Exploring the cloud's potential

Benefits of High Availability and Scalability in the Cloud - AZ-900 Certification Course

Estimated read time: 1:20

Learn to use AI like a Pro

Get the latest AI workflows to boost your productivity and business performance, delivered weekly by expert consultants. Enjoy step-by-step guides, weekly Q&A sessions, and full access to our AI workflow archive.

Summary

High availability and scalability are key concepts in cloud computing that offer incredible flexibility, agility, and cost-efficiency. Unlike on-premises systems, the cloud provides vast capacities through globally distributed data centers, allowing businesses to seamlessly run various services like virtual machines, databases, AI, and machine learning. With cloud providers like Azure, users can utilize services in proximity to their customers for optimal performance, ensuring high availability through distributed instances and disaster recovery strategies. This means businesses can easily scale their resources based on demand, providing resiliency and elasticity without upfront equipment costs.

Highlights

Cloud computing provides massive scale and flexibility with global data centers. 🗺️
Services can be consumed from anywhere, increasing resiliency and decreasing latency. 🚀
Pay-as-you-go pricing in the cloud offers financial agility, minimizing waste. 💡
Horizontal scaling is preferred for its simplicity and effectiveness in cloud environments. 📈
High availability ensures services are uninterrupted during failures by utilizing multiple instances. 🔌

Key Takeaways

The cloud offers unmatched scalability and high availability, enabling businesses to grow their resources as needed. ☁️
Global cloud data centers ensure services are close to users, enhancing performance and user experience. 🌍
Cloud services' pay-as-you-go model alleviates the burden of paying for unused resources. 💸
Modern architectures in the cloud support horizontal scaling for better availability and cost efficiency. 🔄
High availability in the cloud can be achieved through strategic resource distribution across multiple data centers. 🏢

Overview

Cloud computing transforms how businesses approach capacity and scalability. By using vast global data centers, companies can deploy various services like virtual machines and AI close to their user base, ensuring better performance and lower latency. This proximity not only enhances user satisfaction but provides robust high availability options, minimizing downtime risks.

The financial model of cloud services, notably the pay-as-you-go approach, liberates businesses from investing in costly hardware that often remains underutilized. With the flexibility to scale services vertically or horizontally as needed, cloud users can efficiently manage workloads, scaling up during peak demands and down during lulls.
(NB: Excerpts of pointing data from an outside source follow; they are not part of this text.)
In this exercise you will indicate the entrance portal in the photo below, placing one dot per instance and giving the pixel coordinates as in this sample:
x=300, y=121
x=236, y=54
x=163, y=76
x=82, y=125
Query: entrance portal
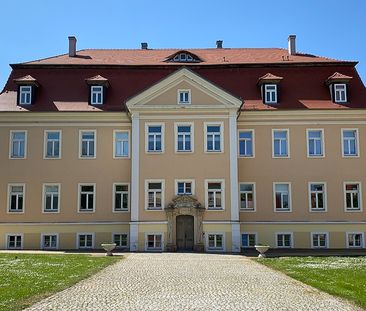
x=185, y=233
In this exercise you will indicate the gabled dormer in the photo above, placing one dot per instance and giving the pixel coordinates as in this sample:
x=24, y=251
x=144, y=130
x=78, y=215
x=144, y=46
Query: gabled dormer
x=27, y=90
x=269, y=85
x=183, y=57
x=338, y=87
x=97, y=89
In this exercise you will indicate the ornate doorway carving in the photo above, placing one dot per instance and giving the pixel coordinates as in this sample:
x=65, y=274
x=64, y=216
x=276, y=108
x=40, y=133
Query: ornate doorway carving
x=181, y=230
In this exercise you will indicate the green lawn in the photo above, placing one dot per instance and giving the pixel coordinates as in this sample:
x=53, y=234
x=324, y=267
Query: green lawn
x=27, y=278
x=341, y=276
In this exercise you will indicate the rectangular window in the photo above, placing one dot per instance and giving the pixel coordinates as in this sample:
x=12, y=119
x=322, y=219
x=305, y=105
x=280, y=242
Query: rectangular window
x=121, y=239
x=18, y=144
x=355, y=239
x=317, y=197
x=284, y=240
x=246, y=144
x=319, y=240
x=340, y=93
x=154, y=242
x=86, y=198
x=270, y=93
x=215, y=241
x=52, y=148
x=350, y=142
x=352, y=192
x=121, y=144
x=184, y=138
x=214, y=138
x=96, y=95
x=248, y=240
x=247, y=199
x=85, y=240
x=155, y=138
x=215, y=195
x=25, y=95
x=51, y=198
x=14, y=241
x=16, y=198
x=282, y=196
x=154, y=195
x=121, y=200
x=49, y=241
x=87, y=144
x=280, y=143
x=315, y=143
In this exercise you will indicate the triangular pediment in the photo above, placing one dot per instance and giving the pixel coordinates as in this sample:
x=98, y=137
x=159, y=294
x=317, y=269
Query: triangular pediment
x=163, y=95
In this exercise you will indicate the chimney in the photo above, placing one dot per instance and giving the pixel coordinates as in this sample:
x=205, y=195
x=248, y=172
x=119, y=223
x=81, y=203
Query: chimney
x=72, y=46
x=219, y=44
x=292, y=44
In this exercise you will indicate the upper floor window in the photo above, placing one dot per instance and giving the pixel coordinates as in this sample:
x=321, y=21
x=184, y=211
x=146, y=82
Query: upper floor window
x=246, y=143
x=280, y=143
x=18, y=144
x=52, y=148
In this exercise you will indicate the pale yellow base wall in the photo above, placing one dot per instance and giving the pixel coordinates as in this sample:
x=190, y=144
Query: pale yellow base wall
x=266, y=233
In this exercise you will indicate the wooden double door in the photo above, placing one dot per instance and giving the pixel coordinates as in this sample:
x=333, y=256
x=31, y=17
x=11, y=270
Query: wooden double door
x=185, y=233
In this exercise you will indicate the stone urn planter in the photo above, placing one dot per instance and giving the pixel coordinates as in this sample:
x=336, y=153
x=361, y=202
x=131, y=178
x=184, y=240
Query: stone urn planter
x=261, y=249
x=109, y=247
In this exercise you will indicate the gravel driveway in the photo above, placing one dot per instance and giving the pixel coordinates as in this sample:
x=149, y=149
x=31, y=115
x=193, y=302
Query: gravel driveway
x=170, y=281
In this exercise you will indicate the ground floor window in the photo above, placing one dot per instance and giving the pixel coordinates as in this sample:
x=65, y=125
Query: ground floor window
x=85, y=240
x=15, y=241
x=154, y=242
x=215, y=241
x=121, y=239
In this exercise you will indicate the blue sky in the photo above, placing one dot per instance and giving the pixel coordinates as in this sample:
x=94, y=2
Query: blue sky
x=35, y=29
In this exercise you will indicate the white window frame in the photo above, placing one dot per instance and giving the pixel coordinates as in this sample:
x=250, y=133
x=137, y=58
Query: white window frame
x=251, y=233
x=192, y=181
x=222, y=181
x=101, y=92
x=9, y=211
x=289, y=210
x=147, y=249
x=357, y=141
x=189, y=96
x=275, y=91
x=288, y=144
x=21, y=235
x=114, y=210
x=288, y=233
x=344, y=90
x=324, y=196
x=222, y=140
x=81, y=156
x=254, y=197
x=45, y=142
x=215, y=249
x=120, y=233
x=147, y=181
x=362, y=242
x=147, y=125
x=42, y=241
x=44, y=198
x=321, y=130
x=11, y=144
x=78, y=234
x=176, y=125
x=115, y=156
x=21, y=91
x=359, y=197
x=326, y=240
x=94, y=197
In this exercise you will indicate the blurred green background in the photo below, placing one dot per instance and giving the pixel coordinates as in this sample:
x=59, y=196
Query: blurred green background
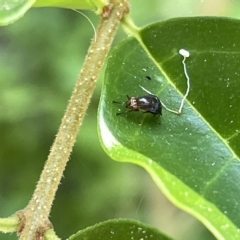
x=40, y=58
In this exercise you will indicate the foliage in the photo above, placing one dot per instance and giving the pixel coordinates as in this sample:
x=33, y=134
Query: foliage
x=32, y=106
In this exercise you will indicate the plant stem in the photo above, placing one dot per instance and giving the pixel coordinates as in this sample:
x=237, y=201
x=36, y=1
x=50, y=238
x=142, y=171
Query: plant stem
x=37, y=212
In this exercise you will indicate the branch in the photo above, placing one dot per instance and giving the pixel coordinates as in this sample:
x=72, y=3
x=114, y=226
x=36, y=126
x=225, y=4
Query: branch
x=35, y=215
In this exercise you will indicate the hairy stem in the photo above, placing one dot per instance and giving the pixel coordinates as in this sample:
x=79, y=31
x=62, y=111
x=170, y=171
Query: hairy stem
x=37, y=212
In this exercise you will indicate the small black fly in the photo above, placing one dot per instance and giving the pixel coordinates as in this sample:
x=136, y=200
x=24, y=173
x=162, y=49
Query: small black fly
x=147, y=104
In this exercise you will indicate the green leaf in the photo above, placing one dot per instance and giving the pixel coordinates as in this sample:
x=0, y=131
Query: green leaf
x=119, y=229
x=94, y=5
x=194, y=157
x=12, y=10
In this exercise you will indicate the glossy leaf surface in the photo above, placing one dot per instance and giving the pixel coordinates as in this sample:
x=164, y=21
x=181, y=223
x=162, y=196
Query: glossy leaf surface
x=194, y=157
x=119, y=229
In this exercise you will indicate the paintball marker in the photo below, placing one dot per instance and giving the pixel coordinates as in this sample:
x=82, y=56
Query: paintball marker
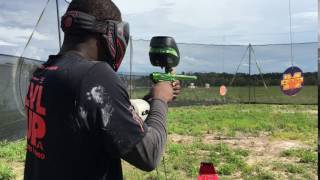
x=164, y=53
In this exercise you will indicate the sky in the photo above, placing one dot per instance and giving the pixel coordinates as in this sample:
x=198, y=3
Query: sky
x=218, y=22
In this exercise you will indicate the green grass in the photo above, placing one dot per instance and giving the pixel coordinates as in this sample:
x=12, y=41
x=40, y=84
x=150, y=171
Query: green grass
x=294, y=120
x=13, y=151
x=308, y=95
x=304, y=155
x=6, y=173
x=182, y=159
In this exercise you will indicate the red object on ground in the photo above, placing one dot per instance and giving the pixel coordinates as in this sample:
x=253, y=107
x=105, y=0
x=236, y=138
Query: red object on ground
x=207, y=172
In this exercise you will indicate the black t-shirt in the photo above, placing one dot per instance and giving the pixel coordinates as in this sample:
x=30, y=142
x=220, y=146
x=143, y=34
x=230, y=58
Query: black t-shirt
x=80, y=121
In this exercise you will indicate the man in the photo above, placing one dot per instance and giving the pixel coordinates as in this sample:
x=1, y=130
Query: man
x=80, y=120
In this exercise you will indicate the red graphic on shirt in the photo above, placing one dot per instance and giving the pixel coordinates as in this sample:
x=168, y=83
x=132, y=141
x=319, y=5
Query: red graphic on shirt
x=36, y=124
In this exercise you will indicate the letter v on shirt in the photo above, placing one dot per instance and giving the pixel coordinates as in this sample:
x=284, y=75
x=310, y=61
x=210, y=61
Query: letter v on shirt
x=36, y=124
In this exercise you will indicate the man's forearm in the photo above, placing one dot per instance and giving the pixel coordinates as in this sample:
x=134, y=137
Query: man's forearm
x=146, y=155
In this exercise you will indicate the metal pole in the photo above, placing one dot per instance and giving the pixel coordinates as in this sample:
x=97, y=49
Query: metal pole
x=249, y=73
x=58, y=20
x=131, y=59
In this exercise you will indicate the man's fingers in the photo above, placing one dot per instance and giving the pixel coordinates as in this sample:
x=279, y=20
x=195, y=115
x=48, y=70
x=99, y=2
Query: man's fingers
x=175, y=83
x=177, y=87
x=176, y=92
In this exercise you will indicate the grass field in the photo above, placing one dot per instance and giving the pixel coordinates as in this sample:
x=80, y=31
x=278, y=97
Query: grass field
x=243, y=141
x=273, y=94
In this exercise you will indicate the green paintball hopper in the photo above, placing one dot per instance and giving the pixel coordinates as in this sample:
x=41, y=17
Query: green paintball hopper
x=164, y=52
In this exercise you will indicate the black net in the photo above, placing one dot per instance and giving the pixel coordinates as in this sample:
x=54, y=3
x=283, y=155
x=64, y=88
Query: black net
x=214, y=65
x=251, y=74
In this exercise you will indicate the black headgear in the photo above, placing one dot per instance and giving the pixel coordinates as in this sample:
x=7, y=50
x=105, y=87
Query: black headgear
x=115, y=33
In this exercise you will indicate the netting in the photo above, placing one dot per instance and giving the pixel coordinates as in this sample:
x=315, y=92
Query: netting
x=250, y=76
x=215, y=65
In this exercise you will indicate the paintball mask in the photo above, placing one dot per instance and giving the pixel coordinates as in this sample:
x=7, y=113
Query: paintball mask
x=116, y=34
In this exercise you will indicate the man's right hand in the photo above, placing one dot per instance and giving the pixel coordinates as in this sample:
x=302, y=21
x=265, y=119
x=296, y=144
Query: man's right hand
x=163, y=91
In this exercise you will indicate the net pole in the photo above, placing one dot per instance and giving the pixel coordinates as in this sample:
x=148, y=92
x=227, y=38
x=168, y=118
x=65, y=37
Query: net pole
x=131, y=59
x=58, y=21
x=250, y=73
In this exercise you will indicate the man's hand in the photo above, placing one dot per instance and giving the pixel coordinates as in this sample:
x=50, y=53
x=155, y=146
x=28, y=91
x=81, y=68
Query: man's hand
x=176, y=89
x=166, y=91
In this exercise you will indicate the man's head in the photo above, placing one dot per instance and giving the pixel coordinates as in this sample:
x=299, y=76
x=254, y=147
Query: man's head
x=94, y=27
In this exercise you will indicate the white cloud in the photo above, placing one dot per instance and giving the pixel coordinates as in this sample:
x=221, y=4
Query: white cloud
x=3, y=43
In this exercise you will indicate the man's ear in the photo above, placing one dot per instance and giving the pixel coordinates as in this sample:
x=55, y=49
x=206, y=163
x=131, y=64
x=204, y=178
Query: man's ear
x=104, y=51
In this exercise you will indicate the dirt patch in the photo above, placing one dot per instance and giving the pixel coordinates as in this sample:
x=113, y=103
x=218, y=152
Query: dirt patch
x=181, y=139
x=262, y=149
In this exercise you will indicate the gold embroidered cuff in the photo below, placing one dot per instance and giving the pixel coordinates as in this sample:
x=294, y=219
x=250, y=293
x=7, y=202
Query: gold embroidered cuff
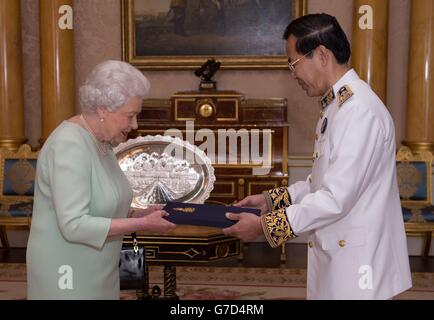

Furthermore, cloud solutions bolster disaster recovery strategies by allowing workloads to shift between regions seamlessly in case of outages. Businesses looking to modernize can benefit immensely from the cloud's elasticity, enabling them to adapt quickly to changing demands and maintain a competitive edge in the marketplace.

Chapters

00:00 - 00:30: Introduction to Cloud Benefits In the chapter titled 'Introduction to Cloud Benefits', the lesson focuses on explaining the benefits of high availability and scalability in cloud computing. The concept of cloud computing is demystified, pointing to the common saying that the cloud is essentially just someone else's computer. The chapter delves into essential elements such as capacity, management platforms, and user experience, highlighting their roles in facilitating service operations.
00:30 - 01:30: Capacity in On-Premises vs Cloud In this chapter, the focus is on understanding the differences in capacity management between on-premises and cloud environments. On-premises capacity is limited to the physical hardware available in local data centers, which includes servers, network switches, and storage areas. In contrast, cloud capacity is more flexible as it can be adjusted according to demand, allowing for scalability without the need for physical infrastructure expansion.
01:30 - 02:30: Cloud Data Centers and Regions The chapter discusses cloud data centers and regions, focusing on networks and network-attached storage that provide capacity for on-premise workloads. It covers the use of various technologies, such as virtual machines and containers, and the creation of pods that run specific container images. The emphasis is on understanding and managing different types of capacity for efficient workload management.
02:30 - 05:00: Cloud Services and Flexibility The chapter 'Cloud Services and Flexibility' discusses the advantages of using cloud services over traditional on-premises infrastructure. It highlights how the cloud offers vast capacity and flexibility for users to install and run business applications. Unlike on-premises systems, which require upfront hardware purchases and are limited by physical capacity, cloud services provide scalable resources that can be adjusted as needed without the obligation of continual payment for unused capacity.
05:00 - 08:30: High Availability in the Cloud The chapter discusses the concept of high availability in cloud computing. It emphasizes the global distribution of data centers, specifically referencing Azure, to ensure data and services are consistently accessible worldwide. The focus is on understanding how these geographically dispersed data centers contribute to the robustness and reliability of cloud services.
08:30 - 15:00: Scalability and Elasticity The chapter titled 'Scalability and Elasticity' introduces the concept of grouping resources based on proximity, referred to as regions. The speaker mentions how different regions are identified, such as region one, region two, etc. This concept is foundational in understanding the distribution and management of resources in a scalable system.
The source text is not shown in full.